For two days, politics junkies across the country can join together for discussion, debate, and a rousing good time. According to Simon Sidi, the con's founder, the intent of the event is simply to entertain. Like any other convention, Politicon holds no other function than to encourage individuals with a similar interest to come together in celebration of their passion.

A few years ago, it might have sounded unusual for politics to be classified under entertainment (or even listed as a kind of interest). But the current climate surrounding the 2016 election has changed our notion of what it means to be "interested in politics." No longer is it reserved for political science majors and kooky uncles who ruin Thanksgiving. Politics have become interesting. Politics have become cool.

And the Politicon lineup is definitely cool. The Daily Show host Trevor Noah is expected to make an appearance, alongside the widely popular Young Turks host Cenk Uygur. Black Lives Matter activists will be hosting a panel, and the International Spy Museum will live broadcast their podcast. In between panels, Politicon attendees can check out movie screenings and stand-up comedy routines.

And the event is entirely nonpartisan. Conservative writer Ann Coulter will host two panels, as well as former Speaker of the House Newt Gingrich. Some of the planned panels focus on the right to life and religious freedom. Sabo, the artist responsible for those shirtless Ted Cruz posters, will also be in attendance.

What Politicon is attempting is almost revolutionary: blending politics and pop culture in an effort to bring both sides of the aisle together for the sake of larger discussion. And though some may dread the combination of politics and entertainment, it may not be the terrible, cataclysmic event that some may fear.

According to Vanity Fair, individuals who come in cosplay — meaning dressed in costume — will receive free entrance to the event. But the sea of individuals in Hillary Clinton or Richard Nixon costumes will be sitting down to listen to robust discussions from former Obama adviser David Axelrod and POLITICO's Chief White House correspondent Mike Allen. This isn't "politics lite." It's full-blown politics, with a side of fun.

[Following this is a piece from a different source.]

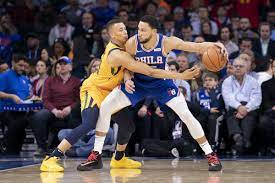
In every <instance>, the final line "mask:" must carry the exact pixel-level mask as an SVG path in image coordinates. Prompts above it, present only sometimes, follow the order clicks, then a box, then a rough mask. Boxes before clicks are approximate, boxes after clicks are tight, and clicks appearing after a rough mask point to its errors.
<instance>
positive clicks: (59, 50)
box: [51, 38, 70, 65]
mask: <svg viewBox="0 0 275 183" xmlns="http://www.w3.org/2000/svg"><path fill="white" fill-rule="evenodd" d="M52 48H53V55H52V60H51V64H52V65H53V64H54V63H55V62H56V61H57V60H58V59H59V58H60V57H62V56H68V55H69V53H70V47H69V45H68V43H67V42H66V41H65V40H64V39H63V38H58V39H56V40H55V41H54V44H53V46H52Z"/></svg>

And making politics fun and inviting is, frankly, necessary. By setting aside the nation's legislative process as a dry, stuffy subject reserved for old white men, it is inherently limiting diversity and interest for a broader audience. There will be no youth voters if the youth don't think taking part in the political arena is of any interest. By adding an element of fun, it encourages exploration, debate, and learning — resulting in a better informed, more involved populace.